1) Rust on the wheel hub causes lateral runout
You must clean all the rust off the wheel hub to get
good rotor-to-hub contact. Rust accumulation causes lateral runout which then causes disc thickness variation.
2) Not using a torque wrench to tighten lug nuts causes lateral runout
There is not way you can achieve even lug nut torque without a torque wrench. Uneven lug nut torque causes lateral runout. Uneven lug nut torque causes lateral runout which then causes disc thickness variation.
3) Worn wheel bearings cause lateral runout
The caliper and caliper bracket are attached to the steering knuckle. But the rotor is attached to the wheel hub which is held in place by the wheel bearing. If the wheel bearing is worn, the rotor won’t run perfectly parallel with the caliper and will cause lateral runout and disc thickness variation
Steering wheel or seat vibration is caused by brake torque variation (BTV)
Brake torque variation is often referred to as brake judder. It occurs when there is a variation of torque across the face of the rotor that causes the rotor to slip and catch as brake pads pinch the rotor. BTV may be caused by an inconsistent rotor finish, metallurgy flaws or poor metal quality, patches of corrosion on the rotor face, or uneven deposits of friction material on the face of the rotor (the transfer layer). The varying rotor surface condition causes the brake pads to grip and then slip.
Other poor brake job practices that cause lateral run-out and disc thickness variation?
• Reusing old rotors without first inspecting them for lateral run-out
• Improper brake pad bedding procedure, resulting in an uneven transfer layer*
DTV is a topic unto itself and since it causes the vast majority of brake noise problems you should learn more about what causes DTV and how to fix it. See this post on DTV.
Other things to check when you have vibration when braking, brake pedal pulsation or vibration in the steering wheel or driver’s seat
Check all of these possibilities before replacing any brake parts:
• Check for wheel bearing wear
• Check the rotor face for hot spots.
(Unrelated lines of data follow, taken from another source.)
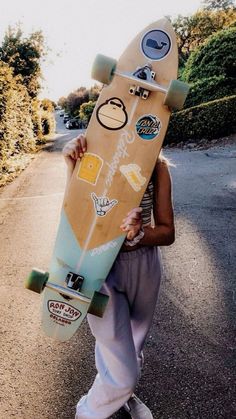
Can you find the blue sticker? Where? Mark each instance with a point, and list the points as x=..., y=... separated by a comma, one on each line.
x=148, y=127
x=156, y=44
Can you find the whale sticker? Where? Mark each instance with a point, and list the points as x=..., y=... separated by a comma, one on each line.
x=156, y=44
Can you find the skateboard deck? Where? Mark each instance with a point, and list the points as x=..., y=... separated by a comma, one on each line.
x=124, y=138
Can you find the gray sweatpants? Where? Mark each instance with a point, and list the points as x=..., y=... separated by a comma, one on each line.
x=132, y=285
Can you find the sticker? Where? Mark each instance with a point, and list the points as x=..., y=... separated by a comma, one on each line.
x=104, y=248
x=132, y=172
x=89, y=168
x=112, y=114
x=102, y=204
x=156, y=44
x=125, y=139
x=148, y=127
x=63, y=310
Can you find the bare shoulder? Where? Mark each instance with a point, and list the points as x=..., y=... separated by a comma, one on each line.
x=162, y=172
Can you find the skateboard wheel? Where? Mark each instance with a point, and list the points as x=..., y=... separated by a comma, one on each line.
x=98, y=304
x=36, y=280
x=103, y=69
x=176, y=94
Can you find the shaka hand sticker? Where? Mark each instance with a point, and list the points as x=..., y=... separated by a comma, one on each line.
x=103, y=204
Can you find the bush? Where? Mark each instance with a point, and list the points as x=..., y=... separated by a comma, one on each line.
x=209, y=120
x=210, y=89
x=216, y=57
x=16, y=128
x=48, y=123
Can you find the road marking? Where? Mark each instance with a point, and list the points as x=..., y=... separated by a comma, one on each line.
x=21, y=198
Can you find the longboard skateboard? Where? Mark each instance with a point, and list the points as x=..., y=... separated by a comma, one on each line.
x=124, y=137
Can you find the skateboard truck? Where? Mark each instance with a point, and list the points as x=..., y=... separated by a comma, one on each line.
x=142, y=73
x=74, y=282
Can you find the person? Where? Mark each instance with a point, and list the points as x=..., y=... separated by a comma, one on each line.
x=133, y=286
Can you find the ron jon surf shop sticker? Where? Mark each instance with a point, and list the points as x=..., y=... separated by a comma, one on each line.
x=148, y=127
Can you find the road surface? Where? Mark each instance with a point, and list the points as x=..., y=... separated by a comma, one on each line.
x=191, y=350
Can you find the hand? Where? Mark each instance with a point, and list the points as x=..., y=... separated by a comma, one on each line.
x=132, y=223
x=74, y=150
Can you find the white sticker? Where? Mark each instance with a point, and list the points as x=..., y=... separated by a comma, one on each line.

Blue spots on the disc surface are a sign of rotor overheating. Hot spots change the friction characteristics of the rotor, causing the brake pad to slip/stick as it passes over the hot spots. Hot spots cannot be machined out. The rotor must be replaced.
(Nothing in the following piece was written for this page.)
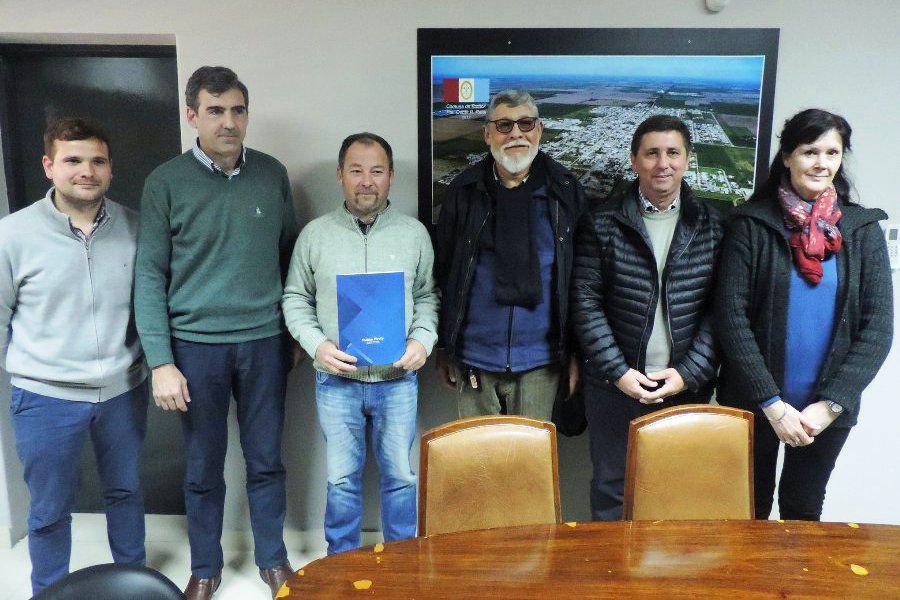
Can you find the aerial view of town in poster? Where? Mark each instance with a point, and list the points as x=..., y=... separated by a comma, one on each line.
x=591, y=105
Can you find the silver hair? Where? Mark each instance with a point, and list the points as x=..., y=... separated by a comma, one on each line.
x=511, y=98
• Check for overheated brake pads. Overheating from continued heavy braking can cause brake friction material to overheat and glaze. This causes slip/stick conditions.
• Check for proper caliper slide pin operation. Caliper slide pins must move freely in their bores. If caliper slide pins stick, the caliper and brake pads can’t apply and release evenly, causing pad glazing and disc thickness variation.
• Check for proper caliper piston movement and retraction. Corroded caliper pistons or worn or degraded square-cut O-rings prevent proper piston movement, resulting in pad glazing and disc thickness variation.
• Check for corrosion in abutment areas that can prevent proper brake pad backing plate movement.
• Check for pad imprints on the rotor. If you’ve performed heavy braking and left the overheating brakes applied for a long period, the pads can deposit a coating of the friction material on the face of the rotor. For a while afterward, the brakes will judder. Use 150 sandpaper in a circular motion to remove pad imprints.
• Remove the brake rotor and remove rust and corrosion on the hub surface.
• Machine the brake rotor to remove thickness variation or replace it with a new rotor.
• Use a dial indicator to check the lateral run out on the hub. If the hub is out of spec, rotate the rotor to clockwise to the next stud location and repeat the dial indicator. Repeat until you obtain the lowest lateral run out reading.
If you can’t correct lateral run out by rotating the rotor, use Brake Align™ – Runout Correction Plates or replace the hub.
Clean wheel mating surfaces. Remove corrosion and oxidation from wheels where they mate to the rotor hat to ensure proper torque
Install lug nuts with a torque wrench. Tightening lug nuts unevenly can introduce lateral run-out. Always use a torque wrench set to the proper torque when installing wheels.